The Assumption of Moses 10:1, still another pseudepigraphical work, written before AD 30, reads:

And then (in the blessed age of consummation) His Kingdom shall appear throughout all His creation, And then Satan shall be no more.24

It has been argued that the whole of the story of Jesus is regarded by Mark as the continuation of the climactic struggle between the Spirit and Satan begun at the temptation, a struggle relived in the story of the Christian Church. Jesus thus opens the battle and carries it on as the “Son of God” equipped with the Spirit. His exorcism of the demons manifests his struggle and victory. It is the “beginning of miracles” at Capernaum, the commission of the Twelve (3:15), and proof of supreme power at the transfiguration (9:14–29). Power over the demons is the assurance that Jesus is “the Holy One of God” (1:24, 34; 3:11–12; 5:7), the basis on which the Twelve are brought to this conviction (4:39–41). As Benjamin W. Bacon of Yale put it years ago, “exorcism. . .is the nucleus and core of Markan Christology.”25 Matthew and Luke give much less attention to exorcisms. Matthew repeats the narrative of the Gerasene demoniac (8:28), as well as Jesus’ response to his enemies’ charge that he is an agent of Beelzebul, though altering the occasion to the exorcism of a deaf and mute (Matthew 12:22), to which he then adds Jesus’ parable of the return of the unclean spirit (Matthew 12:43–45). The second evangelist includes only one other exorcism, that of the epileptic boy following the Transfiguration (Matthew 17:14–21). In Luke references to exorcisms are drastically reduced. The charge against Jesus is repeated, and as in Matthew its occasion is altered to the exorcism of a mute, not deaf, demon (Luke 11:14). This is the one lone reference in Luke, aside from an earlier general note regarding Jesus’ healing those troubled with “unclean spirits” (Luke 6:18). Exorcisms are totally absent from the Fourth Gospel.
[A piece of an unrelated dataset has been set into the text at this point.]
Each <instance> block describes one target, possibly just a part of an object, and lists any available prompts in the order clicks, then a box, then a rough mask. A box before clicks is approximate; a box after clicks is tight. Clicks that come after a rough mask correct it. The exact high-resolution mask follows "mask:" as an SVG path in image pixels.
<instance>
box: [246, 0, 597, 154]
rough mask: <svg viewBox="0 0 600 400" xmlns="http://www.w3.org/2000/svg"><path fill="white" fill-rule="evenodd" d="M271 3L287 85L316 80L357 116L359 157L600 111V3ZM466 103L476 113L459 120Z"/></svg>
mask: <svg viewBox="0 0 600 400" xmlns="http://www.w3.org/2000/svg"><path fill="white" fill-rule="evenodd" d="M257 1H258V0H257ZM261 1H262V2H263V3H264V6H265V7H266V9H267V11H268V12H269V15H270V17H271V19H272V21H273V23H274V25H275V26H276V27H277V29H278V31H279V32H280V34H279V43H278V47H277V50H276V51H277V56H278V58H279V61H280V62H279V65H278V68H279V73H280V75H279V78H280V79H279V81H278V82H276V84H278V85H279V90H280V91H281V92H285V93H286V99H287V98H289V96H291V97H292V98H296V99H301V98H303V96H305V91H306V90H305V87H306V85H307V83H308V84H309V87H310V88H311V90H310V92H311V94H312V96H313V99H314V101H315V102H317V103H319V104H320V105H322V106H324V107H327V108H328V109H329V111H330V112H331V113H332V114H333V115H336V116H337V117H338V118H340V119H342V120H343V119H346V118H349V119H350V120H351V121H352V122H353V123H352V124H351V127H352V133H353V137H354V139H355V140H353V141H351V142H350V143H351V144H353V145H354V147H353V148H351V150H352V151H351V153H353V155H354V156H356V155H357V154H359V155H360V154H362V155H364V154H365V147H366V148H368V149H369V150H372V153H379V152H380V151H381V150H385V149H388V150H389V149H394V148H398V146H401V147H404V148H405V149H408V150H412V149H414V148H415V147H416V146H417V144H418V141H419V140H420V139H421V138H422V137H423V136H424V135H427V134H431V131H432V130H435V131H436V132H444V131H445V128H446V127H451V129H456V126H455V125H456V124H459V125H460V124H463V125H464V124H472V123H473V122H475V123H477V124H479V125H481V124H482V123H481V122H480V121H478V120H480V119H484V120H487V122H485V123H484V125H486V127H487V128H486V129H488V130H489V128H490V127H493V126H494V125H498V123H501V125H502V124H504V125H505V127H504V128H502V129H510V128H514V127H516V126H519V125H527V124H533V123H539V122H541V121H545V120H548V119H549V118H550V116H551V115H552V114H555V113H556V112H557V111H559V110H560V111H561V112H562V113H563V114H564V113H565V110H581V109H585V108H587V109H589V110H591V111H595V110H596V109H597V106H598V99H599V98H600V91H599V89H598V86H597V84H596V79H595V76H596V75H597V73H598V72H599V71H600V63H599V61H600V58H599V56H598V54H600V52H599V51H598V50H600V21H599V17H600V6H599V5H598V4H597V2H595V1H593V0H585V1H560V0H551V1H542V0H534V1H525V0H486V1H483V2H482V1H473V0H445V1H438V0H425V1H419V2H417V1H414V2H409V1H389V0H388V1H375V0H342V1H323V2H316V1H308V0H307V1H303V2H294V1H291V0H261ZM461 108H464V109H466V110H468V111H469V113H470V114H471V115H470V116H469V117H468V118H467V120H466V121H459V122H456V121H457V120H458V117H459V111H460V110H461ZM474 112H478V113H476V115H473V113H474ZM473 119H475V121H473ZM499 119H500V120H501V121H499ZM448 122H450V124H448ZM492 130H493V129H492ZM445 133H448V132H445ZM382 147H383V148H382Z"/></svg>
If this gradual elimination of exorcisms indicates that Matthew, Luke, and John were wary of casting Jesus in the role of a wonder-worker, of the “divine man” of pagan or even Jewish tradition, Mark was not in danger of it. Framing the exorcism with references to the crowd’s astonishment (Mark 1:22, 27), he clearly coupled Jesus’ teaching with the exorcism as evoking the crowd’s fear and amazement. The reference to the crowd’s reaction to Jesus’ teaching (Mark 1:22: “They were astounded at his teaching, for he taught them as one having authority, and not as the scribes”), has its proper exposition in the narrative of the exorcism. Likewise, the reference to the crowd’s reaction following the exorcism (Mark 1:27, as I prefer to translate: “What is this? A new teaching! With authority He commands even the unclean spirits, and they obey him”), makes clear that what is involved is more than something heard. It is something seen, a revelation, an epiphany. This same conjunction of amazement at Jesus’ teaching and his deeds occurs at his appearance in Nazareth: “Where did this man get all this? What is this wisdom that has been given to him? What deeds of power are being done by his hands!” (Mark 6:2). For both events at Capernaum and Nazareth Mark uses the same verb to describe the crowd’s reaction.

A significant number of interpreters has argued that whereas the healing narratives and miracle stories reported of Jesus are almost without exception legendary, all of them transferred to Jesus since the Son of God in the first century could only be considered a wonder-worker, Jesus nevertheless healed the possessed, and in the earliest Christian communities exorcisms were among the signs of an apostle.26 In response, I believe that restricting belief to Jesus’ performance of exorcisms reflects influence from the side of psychology, the assumption being that his casting out of demons may be explained in terms of the treatment of psychic disorders, whereas his miracles of healing cannot. However, attempts to explain the exorcisms in this fashion comes a cropper over the fact that in each instance of an exorcism, the result is sudden and instantaneous, whereas the treatment of such psychic disturbances as are assumed for these narratives is not, but requires time for their resolution. We are left with the alternative that the exorcisms are to be set down to the legendary or mythical, or are to be believed as having actually occurred.